Der russische Angriffskrieg auf die Ukraine löste eine Diskussion darüber aus, ob Deutschland in der Lage wäre, sein Territorium zusammen mit den NATO-Bündnispartnern militärisch zu verteidigen – zumal laut einer Umfrage bei einem Angriff alleine ein Viertel aller jungen Männer ins Ausland flüchten würde. (1) Die offenbar vorhandene „mangelnde Wehrbereitschaft“ schlägt sich auch darin nieder, dass seit März 2022 junge Männer einen Antrag auf Kriegsdienstverweigerung stellen (wollen), obwohl sie aktuell noch nicht einmal automatisch gemustert werden.

Hinzu kommt das offensichtliche Rekrutierungsproblem der Bundeswehr – jede zehnte Stelle ist unbesetzt. Dabei soll die Zahl der Soldat*innen bis 2031 um 31.000 auf dann 203.000 steigen, trotz einer gegenläufigen demografischen Entwicklung. Die Hoffnung ist, dass bei einer (erneuten) Pflicht zum Wehrdienst ausreichend viele als Berufssoldat*in hängen bleiben würden. Befürworter*innen einer Wehrpflicht erhoffen sich zudem eine bessere Akzeptanz der Bundeswehr (und der Soldat*innen) in der Gesellschaft. Weiter gibt es die Hoffnung, dass der Anteil waffenaffiner, demokratiefeindlicher Soldat*innen in der Bundeswehr sinken würde - aber es gibt keine Beweise dafür, dass aktuell der Anteil Rechtsradikaler in der Bundeswehr überdurchschnittlich hoch ist.

Die aktuelle Diskussion über die Einführung einer Dienstpflicht haben wir dem Bundespräsidenten zu verdanken, der sich einen besseren sozialen Zusammenhalt erhofft, wenn alle (jungen) Menschen einen Dienst für die Gesellschaft leisten. Wenn, wie dies die CDU Baden-Württemberg vordenkt, der Pflichtdienst auch in der Bundeswehr ableistbar wäre, könnte dies das Rekrutierungsproblem verringern: „Neben der kurzfristigen Entschärfung des Personalmangels durch die Gesellschaftsjahrleistenden kann so der Reservistenpool aufgestockt und (können) Soldatinnen und Soldaten auch langfristig für den Arbeitgeber Bundeswehr begeistert werden.
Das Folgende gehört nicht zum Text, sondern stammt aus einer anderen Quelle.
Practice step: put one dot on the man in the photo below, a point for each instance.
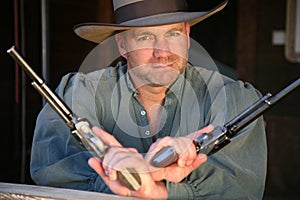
(153, 100)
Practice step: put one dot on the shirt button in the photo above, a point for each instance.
(147, 132)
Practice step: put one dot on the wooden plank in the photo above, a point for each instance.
(33, 192)
(247, 34)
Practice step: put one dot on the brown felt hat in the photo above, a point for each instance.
(143, 13)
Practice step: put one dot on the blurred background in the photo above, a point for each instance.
(255, 40)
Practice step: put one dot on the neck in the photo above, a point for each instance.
(149, 95)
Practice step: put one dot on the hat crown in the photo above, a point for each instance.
(126, 10)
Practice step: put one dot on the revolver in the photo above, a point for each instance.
(209, 143)
(80, 127)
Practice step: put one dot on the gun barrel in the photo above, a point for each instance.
(39, 84)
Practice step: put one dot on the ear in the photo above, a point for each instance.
(121, 45)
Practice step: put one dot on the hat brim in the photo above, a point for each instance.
(98, 32)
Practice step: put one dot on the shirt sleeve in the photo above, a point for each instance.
(238, 171)
(57, 158)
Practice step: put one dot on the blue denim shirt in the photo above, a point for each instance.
(199, 97)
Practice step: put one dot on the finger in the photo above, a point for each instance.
(199, 160)
(155, 147)
(97, 166)
(206, 129)
(107, 138)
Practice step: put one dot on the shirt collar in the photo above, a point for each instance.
(175, 88)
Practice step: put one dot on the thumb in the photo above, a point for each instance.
(106, 137)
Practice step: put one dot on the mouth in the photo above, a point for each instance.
(162, 66)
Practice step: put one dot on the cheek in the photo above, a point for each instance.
(180, 49)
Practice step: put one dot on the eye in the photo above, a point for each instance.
(174, 33)
(144, 38)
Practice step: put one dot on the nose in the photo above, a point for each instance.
(161, 48)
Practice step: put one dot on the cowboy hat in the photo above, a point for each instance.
(143, 13)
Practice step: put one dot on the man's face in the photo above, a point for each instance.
(155, 55)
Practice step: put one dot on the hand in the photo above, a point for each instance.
(118, 158)
(188, 158)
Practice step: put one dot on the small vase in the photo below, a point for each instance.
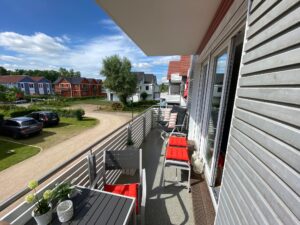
(65, 211)
(43, 219)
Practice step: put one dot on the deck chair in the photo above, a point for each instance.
(177, 156)
(176, 122)
(127, 159)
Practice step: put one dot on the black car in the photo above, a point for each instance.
(46, 117)
(20, 127)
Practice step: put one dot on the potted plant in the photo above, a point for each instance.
(63, 191)
(42, 212)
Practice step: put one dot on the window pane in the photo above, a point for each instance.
(218, 81)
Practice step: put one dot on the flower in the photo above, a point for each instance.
(30, 198)
(47, 194)
(33, 184)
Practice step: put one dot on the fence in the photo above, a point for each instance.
(75, 169)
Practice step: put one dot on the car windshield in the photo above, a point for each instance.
(28, 122)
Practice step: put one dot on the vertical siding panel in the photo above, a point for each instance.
(261, 181)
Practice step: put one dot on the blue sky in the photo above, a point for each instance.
(48, 34)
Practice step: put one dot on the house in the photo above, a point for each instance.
(178, 74)
(29, 85)
(42, 85)
(145, 83)
(243, 109)
(243, 93)
(77, 87)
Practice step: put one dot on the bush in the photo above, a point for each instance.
(144, 96)
(79, 114)
(117, 106)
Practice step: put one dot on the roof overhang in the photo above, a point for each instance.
(163, 27)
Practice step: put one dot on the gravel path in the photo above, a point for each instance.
(17, 176)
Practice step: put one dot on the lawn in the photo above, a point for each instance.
(12, 153)
(67, 128)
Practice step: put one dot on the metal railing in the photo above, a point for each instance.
(76, 169)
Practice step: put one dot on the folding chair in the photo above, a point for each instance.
(176, 122)
(177, 156)
(127, 159)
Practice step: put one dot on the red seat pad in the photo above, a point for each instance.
(130, 190)
(175, 153)
(178, 141)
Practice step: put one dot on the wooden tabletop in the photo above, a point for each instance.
(98, 207)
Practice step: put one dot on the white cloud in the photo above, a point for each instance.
(38, 43)
(41, 51)
(164, 80)
(9, 58)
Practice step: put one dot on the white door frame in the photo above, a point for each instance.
(209, 171)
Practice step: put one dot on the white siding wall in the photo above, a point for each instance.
(261, 182)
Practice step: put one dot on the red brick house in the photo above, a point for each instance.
(77, 87)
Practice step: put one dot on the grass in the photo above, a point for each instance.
(12, 153)
(67, 128)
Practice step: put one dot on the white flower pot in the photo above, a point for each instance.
(43, 219)
(65, 211)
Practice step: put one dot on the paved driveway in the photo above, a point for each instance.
(17, 176)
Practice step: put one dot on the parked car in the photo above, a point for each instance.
(46, 117)
(21, 127)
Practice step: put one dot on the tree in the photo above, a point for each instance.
(118, 76)
(144, 95)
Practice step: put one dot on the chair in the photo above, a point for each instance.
(176, 122)
(177, 156)
(120, 160)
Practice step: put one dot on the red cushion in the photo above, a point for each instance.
(130, 190)
(178, 141)
(175, 153)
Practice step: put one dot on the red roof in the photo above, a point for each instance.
(11, 78)
(181, 67)
(37, 78)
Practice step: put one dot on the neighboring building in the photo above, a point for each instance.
(29, 85)
(77, 87)
(245, 96)
(145, 83)
(178, 76)
(42, 85)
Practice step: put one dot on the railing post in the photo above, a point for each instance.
(129, 134)
(152, 118)
(144, 127)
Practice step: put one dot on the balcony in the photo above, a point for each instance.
(165, 205)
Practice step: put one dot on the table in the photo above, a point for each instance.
(99, 207)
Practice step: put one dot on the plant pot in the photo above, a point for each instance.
(43, 219)
(65, 211)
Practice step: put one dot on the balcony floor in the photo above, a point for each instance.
(172, 204)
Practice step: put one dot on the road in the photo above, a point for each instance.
(16, 177)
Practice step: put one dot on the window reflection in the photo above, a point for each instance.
(218, 81)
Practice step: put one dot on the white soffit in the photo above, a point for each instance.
(163, 27)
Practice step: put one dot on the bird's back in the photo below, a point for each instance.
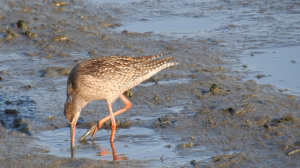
(105, 78)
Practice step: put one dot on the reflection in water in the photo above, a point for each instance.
(104, 152)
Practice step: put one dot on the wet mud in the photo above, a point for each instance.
(202, 106)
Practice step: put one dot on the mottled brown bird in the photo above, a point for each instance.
(106, 78)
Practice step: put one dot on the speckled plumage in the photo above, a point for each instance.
(105, 78)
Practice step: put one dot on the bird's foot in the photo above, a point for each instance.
(89, 132)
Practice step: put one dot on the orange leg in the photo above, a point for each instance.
(95, 128)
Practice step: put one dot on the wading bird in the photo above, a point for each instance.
(106, 78)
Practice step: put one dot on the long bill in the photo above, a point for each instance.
(72, 134)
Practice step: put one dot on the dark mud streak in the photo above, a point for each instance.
(246, 137)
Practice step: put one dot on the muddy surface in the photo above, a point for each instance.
(202, 108)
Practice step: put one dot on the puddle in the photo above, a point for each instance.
(167, 25)
(136, 143)
(279, 65)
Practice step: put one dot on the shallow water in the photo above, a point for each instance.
(136, 143)
(171, 26)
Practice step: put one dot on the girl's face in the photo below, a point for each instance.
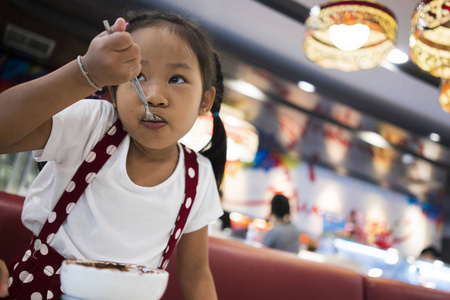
(172, 82)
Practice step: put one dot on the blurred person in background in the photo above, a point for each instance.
(284, 235)
(429, 254)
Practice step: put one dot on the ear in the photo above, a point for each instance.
(208, 100)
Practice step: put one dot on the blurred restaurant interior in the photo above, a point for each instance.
(358, 140)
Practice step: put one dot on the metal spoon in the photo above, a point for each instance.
(137, 88)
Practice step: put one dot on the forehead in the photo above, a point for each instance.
(162, 43)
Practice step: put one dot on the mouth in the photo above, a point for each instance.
(156, 123)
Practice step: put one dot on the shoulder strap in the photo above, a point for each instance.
(82, 178)
(191, 182)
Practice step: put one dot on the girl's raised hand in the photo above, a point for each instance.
(3, 279)
(113, 58)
Durch die Schaffung von Anreizen wie eine höhere Anerkennung der Dienstzeit auf die Wartezeit für einen Studienplatz kann die Attraktivität der Absolvierung des Gesellschaftsjahres bei der Bundeswehr nochmals gesteigert werden.“ (2) Eine Alternative wäre das „schwedische Modell“, wo die Aussetzung der Wehrpflicht (für alle jungen Menschen) aufgehoben wurde, aber nicht des Zivildienstes. Faktisch werden von 100.000 eines Jahrganges nach einer Auswahl durch Fragebogen und Musterung nur die 6.000 eingezogen, die dies auch wünschen und geeignet sind.
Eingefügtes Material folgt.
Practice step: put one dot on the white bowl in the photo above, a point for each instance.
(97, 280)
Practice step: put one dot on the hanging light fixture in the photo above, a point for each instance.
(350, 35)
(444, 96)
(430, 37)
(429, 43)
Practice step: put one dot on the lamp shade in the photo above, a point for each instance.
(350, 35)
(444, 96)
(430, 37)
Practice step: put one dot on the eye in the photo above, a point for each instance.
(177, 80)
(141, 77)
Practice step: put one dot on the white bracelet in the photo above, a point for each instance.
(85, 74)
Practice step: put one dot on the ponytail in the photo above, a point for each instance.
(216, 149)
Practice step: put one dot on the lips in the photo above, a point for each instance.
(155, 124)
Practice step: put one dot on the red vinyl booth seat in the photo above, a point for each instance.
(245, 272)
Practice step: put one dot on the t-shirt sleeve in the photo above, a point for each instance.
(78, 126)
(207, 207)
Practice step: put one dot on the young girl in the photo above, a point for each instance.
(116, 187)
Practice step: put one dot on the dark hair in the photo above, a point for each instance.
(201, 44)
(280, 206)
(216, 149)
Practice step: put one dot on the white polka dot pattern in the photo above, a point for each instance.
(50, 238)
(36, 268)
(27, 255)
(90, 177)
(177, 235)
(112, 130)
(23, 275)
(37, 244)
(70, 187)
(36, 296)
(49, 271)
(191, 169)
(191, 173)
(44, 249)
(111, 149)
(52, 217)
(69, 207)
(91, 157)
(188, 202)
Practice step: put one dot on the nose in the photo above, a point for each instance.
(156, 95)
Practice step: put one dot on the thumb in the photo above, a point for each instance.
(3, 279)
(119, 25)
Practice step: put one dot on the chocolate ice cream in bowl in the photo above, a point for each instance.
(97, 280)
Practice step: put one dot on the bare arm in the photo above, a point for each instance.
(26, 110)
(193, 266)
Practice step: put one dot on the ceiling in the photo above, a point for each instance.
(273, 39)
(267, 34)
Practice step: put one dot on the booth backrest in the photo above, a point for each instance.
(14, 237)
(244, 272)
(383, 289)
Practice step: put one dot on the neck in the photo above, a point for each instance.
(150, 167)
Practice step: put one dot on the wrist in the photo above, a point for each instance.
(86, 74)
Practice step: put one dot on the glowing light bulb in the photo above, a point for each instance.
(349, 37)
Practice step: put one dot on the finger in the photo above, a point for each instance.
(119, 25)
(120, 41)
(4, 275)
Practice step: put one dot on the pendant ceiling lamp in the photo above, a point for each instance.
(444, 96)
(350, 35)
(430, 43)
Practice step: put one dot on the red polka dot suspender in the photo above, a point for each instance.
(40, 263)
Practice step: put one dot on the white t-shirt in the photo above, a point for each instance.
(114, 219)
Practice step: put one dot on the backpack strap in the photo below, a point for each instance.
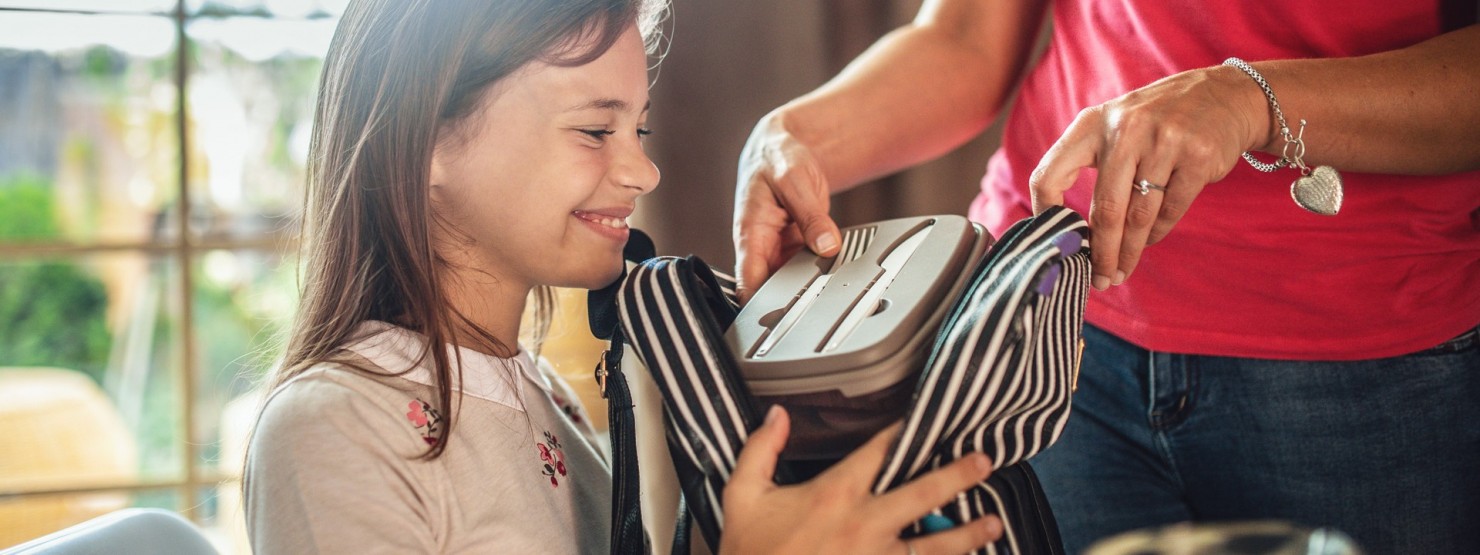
(628, 535)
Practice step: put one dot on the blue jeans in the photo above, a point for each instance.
(1384, 450)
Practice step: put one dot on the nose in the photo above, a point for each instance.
(634, 169)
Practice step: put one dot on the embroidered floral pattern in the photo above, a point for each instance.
(426, 419)
(554, 458)
(570, 409)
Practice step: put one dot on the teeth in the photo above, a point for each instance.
(606, 221)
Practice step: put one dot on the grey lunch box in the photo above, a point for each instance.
(838, 341)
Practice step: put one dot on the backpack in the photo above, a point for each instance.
(996, 379)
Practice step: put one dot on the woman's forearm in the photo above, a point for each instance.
(918, 92)
(1408, 111)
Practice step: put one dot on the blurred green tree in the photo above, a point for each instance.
(52, 313)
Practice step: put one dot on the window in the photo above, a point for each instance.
(151, 165)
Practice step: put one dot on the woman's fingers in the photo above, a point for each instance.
(1109, 210)
(961, 539)
(922, 495)
(757, 462)
(1060, 166)
(1181, 188)
(1149, 188)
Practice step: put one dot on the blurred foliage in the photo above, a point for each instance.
(51, 313)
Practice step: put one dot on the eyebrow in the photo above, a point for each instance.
(607, 104)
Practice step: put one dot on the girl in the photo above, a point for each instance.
(469, 154)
Es spricht aber viel dafür, dass weder die Wehrpflicht noch ein Pflichtdienst junger Menschen kommen wird:

Für eine Beendigung der Aussetzung der Wehrpflicht müsste der Bundestag mit Zweidrittelmehrheit einen militärischen Angriff Deutschlands, zumindest eine akute Bedrohungslage feststellen. Ansonsten wäre damit zu rechnen, dass spätestens das Bundesverfassungsgericht den damit verbundenen einschneidenden Eingriff in die Freiheits- und Selbstbestimmungsrechte junger Männer untersagen würde. Gefordert wird die Wehrpflicht aber (fast) nur vom Präsidenten des Reservistenverbandes der Bundeswehr, der 2010 als einziger CDU-Abgeordneter gegen deren Aussetzung gestimmt hat. Selbst der Bundesverteidigungsminister würde im Zweifelsfall sein Bedauern über die damalige Aussetzung der Wehrpflicht relativieren. Und die AfD, die die Forderung im Parteiprogramm hat, hat das Thema erst auf die Tagesordnung des Bundestages gesetzt, dann aber einen Rückzieher gemacht.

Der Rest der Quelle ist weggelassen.